With good design elements and placement, a personal garden space remains personal, even if it is on a mid-city rooftop.
The design solutions in this book are not quick fixes, but practical, creative, sustainable ideas that will turn your landscape into an enjoyable extension of your home. These ideas for buffers, barriers, and screens are suitable both for city and suburban living. Thoughtful design makes these solutions an integral part of the garden that fits in seamlessly. Buffers that soften the impact of a nuisance can help build a landscape of increasing interest in form and texture. Barriers keep out unwanted views and noise, but they can also improve the visual appeal of a landscape, enhancing its vertical aspects. Screening hedges become more than shrubs planted in a line; they create a green, living wall, incorporating the design elements of sequence and repetition to pull together the landscape.
Out of sight, out of mind, we say; but our choices are broader than any easy way out. An evergreen hedge may provide an easy solution to screen off the view of your neighbors hot tub, but it might not be the best idea for screening out traffic noise. Every spring, an army of arborvitae appears at garden centers everywhere. They provide a quick fix, but they are not necessarily the most appropriate answer to the question, How can I make the ugly view go away? Good design requires commitment. A tall, thin wall of hedge plants can disguise a chain-link fence, but if those plants grow 25 ft. tall and wide, you need to make the commitment to keep the hedge in check.
Some properties allow for sweeping solutions that use giant hedges and solid fences, but others within the close quarters of cities and suburbs have less private space with which to create extensive landscapes. Truth is, a long stretch of tall hedge or a big, blank fence does not suit most modern gardens. Neither is it appropriate for the size of most properties and the style of the homebe it Arts and Crafts or mid-century modern.
Hedges and humans share a long history, and the hedge in a large suburban or city property will continue to be an important element of the landscape, especially when it is used in a way that solves a difficult situation and adds to the artfulness of the garden. Hedges large and small, as well as fences and other design devices, can be used to enclose parts of the garden, to soften harsh effects, to provide privacy, and to disguise unwanted views without turning properties into little cells or eyesores.

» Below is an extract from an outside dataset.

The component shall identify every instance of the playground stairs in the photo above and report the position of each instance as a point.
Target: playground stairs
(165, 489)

This book offers information that can help you identify those aspects of the landscape that are not working for you. You will find creative, individualized solutions that fit your house, garden, and neighborhood style. In these pages, you will discover the best solutions to use as buffers, barriers, and screens for your property, landscape, and garden spaces to make them pleasant places to enjoy in solitude or to share with family and friends. Explore your options carefully, and you can improve your garden, home, and life.